Diese Auffassung besagt, daß jeder Mensch allein aufgrund seines Menschseins respektiert und in seinen grundlegenden Rechten geachtet werden soll. Die Würde des Menschen ist somit ein zentraler Aspekt des Naturrechts, das fordert, daß sie geschützt und geachtet werden muß, ohne Einschränkungen oder Diskriminierung.
Die Verfassungen der SBZ,
veröffentlicht von 1946-1949, betonten stark die Gewährleistung eines „menschwürdigen Daseins“ für alle Bürger: also nicht etwas das des freien Menschen, aber immerhin. Sie legten einen klaren Fokus auf die soziale Gerechtigkeit in der Wirtschaftsordnung, um jedem Bürger ein angemessenes Lebensniveau zu sichern. Dieser Ansatz steht im Einklang mit den Grundprinzipien des Naturrechts, das die unveräußerlichen Rechte und die Würde jedes Menschen betont.

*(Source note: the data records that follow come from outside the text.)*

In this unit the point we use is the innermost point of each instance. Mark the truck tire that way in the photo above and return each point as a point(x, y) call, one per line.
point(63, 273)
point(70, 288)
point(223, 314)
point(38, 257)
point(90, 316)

Die Betonung des menschenwürdigen Lebens in diesen Verfassungen spiegelte das Bestreben wider, die Prinzipien des Naturrechts zu verwirklichen und die Würde jedes Einzelnen zu schützen, wenn sie vermutlich auch nicht unter dem Gedankens des Naturrechtes geschrieben wurden.
Folgend fünf Beispiele, die das verdeutlichen.
1. Art. 4 Abs. 5 (1. Landesverfassungsentwurf der SED, 1946 – SBZ):
Er beschreibt die Erwartung an Angestellte im öffentlichen Dienst, sich stets ihrer Würde bewußt zu sein und das Vertrauen des Volkes zu genießen.
2. Art. 56 Abs. 1 (Entwurf Verfassung der SED, 14.11.1946)
betont die „soziale Gerechtigkeit“ als Ersatz für den Einzelbegriff „Gerechtigkeit“.
3. Art. 5 (Verfassung der DDR, 07.10.1949)
legte fest, daß Angestellte im öffentlichen Dienst als Diener des Volkes sich ständig als würdig erweisen müssen, das Vertrauen des Volkes zu genießen.
4. Art. 18 (Verfassung der DDR, 07.10.1949)
besagte, daß die Ordnung des Wirtschaftslebens den Grundsätzen der sozialen Gerechtigkeit entsprechen muß, um ein menschenwürdiges Dasein für alle zu gewährleisten.
5. Im Art. 19 Abs. 2 der Verfassung der DDR vom 06.04.1968
lautete es dann fast 20 Jahre später, nachdem am 19.03.1949 die Verfassung der DDR verabschiedet wurde: „Achtung und Schutz der Würde und der Freiheit der Persönlichkeit sind Gebot für alle staatlichen Organe, alle gesellschaftlichen Kräfte und jeden einzelnen Bürger.“
Quintessenz:
Auch wenn die ersten die Verfassungen der SBZ/DDR die Würde des Menschen in verschiedenen Kontexten für ein menschenwürdiges Leben rechtlich boten und das im Einklang mit den Grundprinzipien des Naturrechts stand, welches die Würde jedes Menschen betont, sah es in der DDR-Praxis leider völlig anders aus. – Aber das kennen wir ja auch aus der heutigen BRD.